Die Lebensdaten des Protagoras sind nicht bekannt. Üblicherweise nimmt man an, dass er um 490 v. Chr. geboren wurde und um 411 v. Chr. gestorben ist.[1] Die wenigen vorliegenden Informationen zu seiner Biographie sind widersprüchlich und unsicher. Sein Vater hieß Artemon oder Maiandrios.[2] Seine Heimatstadt war ziemlich sicher Abdera, es wird aber auch von Teos gesprochen.[3] Möglicherweise wohnte der persische Herrscher Xerxes im Haus des reichen Vaters von Protagoras, als er auf dem Weg ins von ihm angegriffene Griechenland war.[4] Falschinformationen dürften sein, dass er Schüler des (wahrscheinlich älteren) Demokrit, auch dass er erst Holzträger und dann Sekretär des Demokrit gewesen sein soll.[1] Während seiner Aufenthalte in Athen setzte sich Protagoras vermutlich für den mächtigen Politiker Perikles ein, von dem er in der Folge beauftragt wurde, die Gesetze der neugegründeten Stadt Thurioi zu entwerfen.[5] Es ist umstritten, wie oft Protagoras sich in Athen aufgehalten und wie lange er dort gewohnt hat; jedenfalls soll er 411 v. Chr. infolge eines Asebieprozesses aus Athen verbannt worden, daraufhin nach Sizilien abgereist und bei der Überfahrt ertrunken sein.[5] Auch über den Umfang seiner politischen Tätigkeit in Athen gibt es innerhalb der Forschung verschiedene Ansichten.[5] Nach dem Zeugnis Platons, der einen Dialog namens Protagoras verfasst hat, war Protagoras ein wichtiger und erfolgreicher Lehrer. So habe der Sophist mehr Geld verdient als der berühmte Phidias samt zehn weiteren Bildhauern.[6]

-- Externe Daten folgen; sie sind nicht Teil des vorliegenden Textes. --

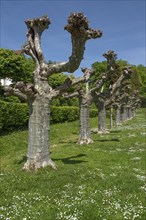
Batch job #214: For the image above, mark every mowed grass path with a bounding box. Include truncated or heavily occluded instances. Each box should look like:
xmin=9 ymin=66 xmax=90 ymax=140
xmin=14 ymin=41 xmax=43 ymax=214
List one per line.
xmin=0 ymin=109 xmax=146 ymax=220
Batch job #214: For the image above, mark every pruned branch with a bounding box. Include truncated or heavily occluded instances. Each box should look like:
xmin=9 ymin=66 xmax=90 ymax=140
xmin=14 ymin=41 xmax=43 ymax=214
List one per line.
xmin=103 ymin=50 xmax=117 ymax=70
xmin=4 ymin=82 xmax=37 ymax=101
xmin=22 ymin=15 xmax=51 ymax=65
xmin=4 ymin=86 xmax=27 ymax=101
xmin=51 ymin=68 xmax=94 ymax=97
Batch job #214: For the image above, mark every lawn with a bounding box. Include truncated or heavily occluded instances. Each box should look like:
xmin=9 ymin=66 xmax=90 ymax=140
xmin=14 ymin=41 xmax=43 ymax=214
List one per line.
xmin=0 ymin=109 xmax=146 ymax=220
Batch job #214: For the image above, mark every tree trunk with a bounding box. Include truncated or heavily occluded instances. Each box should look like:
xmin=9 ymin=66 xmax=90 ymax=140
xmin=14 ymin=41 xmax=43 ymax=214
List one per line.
xmin=23 ymin=95 xmax=56 ymax=170
xmin=110 ymin=107 xmax=113 ymax=128
xmin=77 ymin=97 xmax=93 ymax=145
xmin=98 ymin=100 xmax=108 ymax=134
xmin=121 ymin=106 xmax=127 ymax=122
xmin=116 ymin=106 xmax=121 ymax=126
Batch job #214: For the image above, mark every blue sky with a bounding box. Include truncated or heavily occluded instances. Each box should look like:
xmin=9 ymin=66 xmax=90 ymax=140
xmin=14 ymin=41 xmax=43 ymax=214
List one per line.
xmin=0 ymin=0 xmax=146 ymax=74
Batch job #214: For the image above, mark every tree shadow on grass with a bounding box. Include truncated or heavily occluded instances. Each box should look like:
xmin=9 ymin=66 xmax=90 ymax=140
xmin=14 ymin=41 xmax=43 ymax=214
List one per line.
xmin=52 ymin=154 xmax=87 ymax=164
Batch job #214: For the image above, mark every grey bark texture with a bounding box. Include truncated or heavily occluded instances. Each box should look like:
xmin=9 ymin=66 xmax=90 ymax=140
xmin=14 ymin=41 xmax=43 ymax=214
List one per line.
xmin=5 ymin=13 xmax=102 ymax=170
xmin=77 ymin=82 xmax=93 ymax=145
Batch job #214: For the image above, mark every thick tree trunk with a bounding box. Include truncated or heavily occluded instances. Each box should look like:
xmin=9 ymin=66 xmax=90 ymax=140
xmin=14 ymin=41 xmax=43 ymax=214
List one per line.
xmin=115 ymin=106 xmax=121 ymax=126
xmin=110 ymin=107 xmax=113 ymax=128
xmin=77 ymin=97 xmax=93 ymax=145
xmin=98 ymin=100 xmax=108 ymax=134
xmin=121 ymin=107 xmax=126 ymax=122
xmin=23 ymin=96 xmax=56 ymax=170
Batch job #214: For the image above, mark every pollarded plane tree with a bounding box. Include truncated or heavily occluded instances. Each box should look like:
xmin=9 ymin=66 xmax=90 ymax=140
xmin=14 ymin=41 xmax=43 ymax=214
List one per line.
xmin=121 ymin=90 xmax=140 ymax=122
xmin=92 ymin=51 xmax=132 ymax=134
xmin=106 ymin=80 xmax=131 ymax=128
xmin=92 ymin=50 xmax=117 ymax=133
xmin=64 ymin=52 xmax=115 ymax=145
xmin=5 ymin=13 xmax=102 ymax=170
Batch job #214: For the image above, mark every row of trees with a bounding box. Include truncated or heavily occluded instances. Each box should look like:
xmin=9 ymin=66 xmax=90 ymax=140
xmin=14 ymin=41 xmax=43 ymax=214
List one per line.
xmin=1 ymin=13 xmax=145 ymax=170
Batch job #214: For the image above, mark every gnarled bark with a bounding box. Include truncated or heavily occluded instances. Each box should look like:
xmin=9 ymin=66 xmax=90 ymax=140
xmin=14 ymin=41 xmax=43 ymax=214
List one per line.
xmin=6 ymin=13 xmax=102 ymax=170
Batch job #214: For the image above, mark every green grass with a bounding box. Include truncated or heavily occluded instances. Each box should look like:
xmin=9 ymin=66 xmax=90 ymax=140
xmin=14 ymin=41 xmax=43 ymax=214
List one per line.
xmin=0 ymin=109 xmax=146 ymax=220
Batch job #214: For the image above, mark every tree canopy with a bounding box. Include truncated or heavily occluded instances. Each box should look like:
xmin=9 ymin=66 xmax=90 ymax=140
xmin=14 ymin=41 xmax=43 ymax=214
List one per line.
xmin=0 ymin=48 xmax=34 ymax=82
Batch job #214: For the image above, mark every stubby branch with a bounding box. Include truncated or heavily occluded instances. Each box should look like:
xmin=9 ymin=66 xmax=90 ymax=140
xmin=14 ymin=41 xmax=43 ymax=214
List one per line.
xmin=4 ymin=82 xmax=37 ymax=101
xmin=51 ymin=68 xmax=94 ymax=97
xmin=23 ymin=15 xmax=51 ymax=65
xmin=48 ymin=13 xmax=102 ymax=74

Die bekannteste sophistische Lehraussage überhaupt ist ein von Protagoras überlieferter, zu einem geflügelten Wort[7] gewordener Satz, der sogenannte Homo-Mensura-Satz. Er lautet: „Der Mensch ist das Maß aller Dinge, der seienden, dass sie sind, der nichtseienden, dass sie nicht sind.“[8] Sowohl die genaue Übersetzung wie die Interpretation dieses Satzes sind umstritten. Platon ordnet den Satz der verlorenen Schrift Alḗtheia (Wahrheit) zu, Sextus Empiricus der ebenfalls verlorenen Schrift Katabállontes (Niederwerfende Reden); möglicherweise sind die beiden identisch.
Platon, bei dem der Satz überliefert ist, interpretiert: „Nicht wahr, er meint dies so: Wie ein jedes Ding mir erscheint, ein solches ist es auch mir, und wie es dir erscheint, ein solches ist es wiederum dir.“[9] Es wäre dann aber schwer, auch nur die Behauptung aufzustellen, dass es sich bei einem Wind um einen kalten handle, da er dem einen möglicherweise kalt erscheine, der andere ihn als warm wahrnehme. Und auch eine allgemein gültige Definition, was Gerechtigkeit sei, wäre schwer zu geben: „Wie einer jeden Stadt Gerechtes und Gutes scheint, so ist es für sie, solange sie davon überzeugt ist.“[10] Eine ganz andere Interpretation geht beispielsweise davon aus, dass der Mensch gemeint sei. Nicht die einzelne Person, sondern „der Mensch allgemein“ wäre dann das Maß aller Dinge. Die Dinge wären so, wie sie „dem Menschen“ erscheinen; eine Position, die an die Erkenntnistheorie Kants erinnert.[11] Eine wiederum andere Interpretation liefert der Nationalökonom Leopold Kohr. Demnach ist der einzelne Mensch das Maß aller Dinge, nicht die Nation, die Ethnie, die Partei, das Universum, die Zeit usw. Deshalb sollten alle politischen, wirtschaftlichen und sozialen Unternehmungen des Menschen dieses Maß „der einzelne Mensch“ im Auge behalten, da sie sonst in Maßlosigkeit ausufern würden.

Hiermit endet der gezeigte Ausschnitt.